Shelton Group, known for its 2011 “Wasting Water Is Weird” campaign, has set its sights on helping consumers understand and improve energy efficiency in the home through a series of campaigns, partnerships and interactive tools. We spoke with CEO Suzanne Shelton about their impacts to date, the “holy grail” of consumer engagement, and the missing ingredient for doing it effectively.
Tell us about your "Do 5 Things" (aka Fiveworx) platform — when and how was it developed? How is it different from other tools for engaging people in energy efficiency?
We came up with the idea for Do 5 Things three years ago because of the trends we were seeing both in the utility industry and American consumers.

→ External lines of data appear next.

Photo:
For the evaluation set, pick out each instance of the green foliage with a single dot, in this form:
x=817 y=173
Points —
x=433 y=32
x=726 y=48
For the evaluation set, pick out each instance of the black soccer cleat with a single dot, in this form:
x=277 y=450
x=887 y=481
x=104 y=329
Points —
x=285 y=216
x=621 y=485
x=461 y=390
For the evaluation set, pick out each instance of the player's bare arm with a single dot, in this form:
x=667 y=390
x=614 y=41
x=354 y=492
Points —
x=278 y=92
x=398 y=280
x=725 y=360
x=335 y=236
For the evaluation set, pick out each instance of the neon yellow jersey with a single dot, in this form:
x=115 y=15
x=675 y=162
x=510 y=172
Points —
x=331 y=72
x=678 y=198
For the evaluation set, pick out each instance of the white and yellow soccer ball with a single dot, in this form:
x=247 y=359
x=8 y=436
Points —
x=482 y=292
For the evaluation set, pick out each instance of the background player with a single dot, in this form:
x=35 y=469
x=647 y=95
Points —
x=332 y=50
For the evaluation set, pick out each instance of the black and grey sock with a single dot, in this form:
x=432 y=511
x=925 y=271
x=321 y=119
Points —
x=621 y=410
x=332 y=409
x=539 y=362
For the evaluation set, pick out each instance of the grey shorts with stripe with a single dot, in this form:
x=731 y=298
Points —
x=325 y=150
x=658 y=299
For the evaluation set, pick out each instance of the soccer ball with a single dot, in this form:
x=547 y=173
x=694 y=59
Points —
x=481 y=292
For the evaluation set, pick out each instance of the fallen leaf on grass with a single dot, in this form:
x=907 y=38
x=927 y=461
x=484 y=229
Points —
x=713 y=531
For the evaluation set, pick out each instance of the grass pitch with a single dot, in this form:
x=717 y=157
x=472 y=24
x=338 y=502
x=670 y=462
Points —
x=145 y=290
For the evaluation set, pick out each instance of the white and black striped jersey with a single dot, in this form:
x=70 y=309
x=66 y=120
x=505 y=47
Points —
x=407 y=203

Utilities in 28 states are required to achieve 1–2 percent energy savings through efficiency rebate programs. But some of their programs are stagnating. Based on our ongoing polling of American consumers:
- 49 percent think their homes are already energy-efficient.
- 50 percent claim to have done 1–3 things to make their homes more efficient ... and 63 percent of those people report that their utility bills have gone up, not down.
- Only 29 percent of the people who could take advantage of utility rebates for energy-efficiency improvements (a key metric for utilities) have done so, and the vast majority of those people have only taken advantage of one. That’s a problem because utilities use the number of rebates redeemed to measure whether or not they hit their state mandated goals for consumption reduction.
Our data also show that customers who complete five or more energy-efficiency improvements report that their bills have gone down; they are far more likely to complete additional activities, adopt energy-efficient behaviors and encourage others to do so; and they are much more satisfied with their utility.
Do 5 Things is different because it uses consumer segmentation profiles and behavior change principles to communicate with users on a highly differentiated and personalized level, tapping into their deeper emotional drivers to motivate them to make more energy-efficient improvements and change behaviors. And it actually cross-markets a variety of programs on an ongoing basis and continues to engage/nudge participants to stay on the path and do the next thing and the next thing. That may sound obvious, but the utility industry has not been doing any of that.
We expect such big things from this tool that we’ve created a new company to continue building/enhancing the platform and managing the ongoing deployment. That new company is called Fiveworx.
Where and how has the platform been used? What have the results been?
We’re about five months into a two-year pilot with Consumers Energy in Michigan, and our second pilot launches with another Midwestern utility next month. The early engagement results with the Consumers Energy pilot are very encouraging:
- The initial email we send to invite participants into the program gets a 38.4 percent open rate and a 5 percent click-through rate. That’s compared to utility industry norms or a 15 percent open rate and 2.1 percent click-through rate.
- We’re converting 7 percent of the people who open the email into participants — meaning they go all the way through our survey and get their recommended list of 5 Things.
- A little over 10 percent of participants have already completed two energy-efficient improvements.
We know that 80 percent of Americans think they use less energy than they did five years ago, and nearly half think their homes are already energy-efficient, so they are disengaged and disenfranchised about their energy consumption and generally tune out advertising that promotes energy-efficiency solutions and savings. We also know you can’t educate, scare or trick people into behavior change — you have to meet your audience where they are and lead them down the path to the desired action. This PSA campaign does that by taking a lighthearted look at the drama that ensues when it comes to making a home more energy-efficient, whether it involves critiquing a husband’s handiwork or fighting over the thermostat. It’s a fun way to help people see that they do, in fact, have an energy-efficiency problem.
- We’ve reached 5,338,794 true media impressions (excluding PR) towards an annual goal of 15 million
- Exceeded unique visitor goals to the web site at 3,483 (goal was 2,500)
- 47 percent of visitors click-through on a sponsor logo
At SB ’14 next month, you’re moderating a panel that will examine “the holy grail of consumer engagement” in relation to Johnson & Johnson’s “Care to Recycle” and Unilever’s “Project Sunlight” campaigns, both aimed at engaging consumers in more thoughtful, sustainable habits and lifestyles. What are some noteworthy successes or failures you’ve seen —– in your own work, or in the space at large — in terms of engaging the public in sustainability?
Our biggest failure as an industry is that we keep framing “behavior change” just as marketing campaigns without really considering the key notions of behavioral economics. Many sustainability communications efforts fail to give people specific action steps to take. Without that, people might feel good about a message but actually do nothing.
What’s next for Shelton Group?
We are really excited about what the future holds! We will keep honing our craft of nudging Americans to make real behavior changes, whether that be engaging in new energy programs (time-of-use billing, solar leasing programs, or any of a number of new offerings we’ll see in the next several years), recycling properly (we’re beginning to see a big problem with contamination in the recycling stream — stuff getting thrown in the bins that can’t actually be recycled), or truly putting their money where their hearts are and switching brand preferences, based on a brand’s evidenced commitment to sustainability.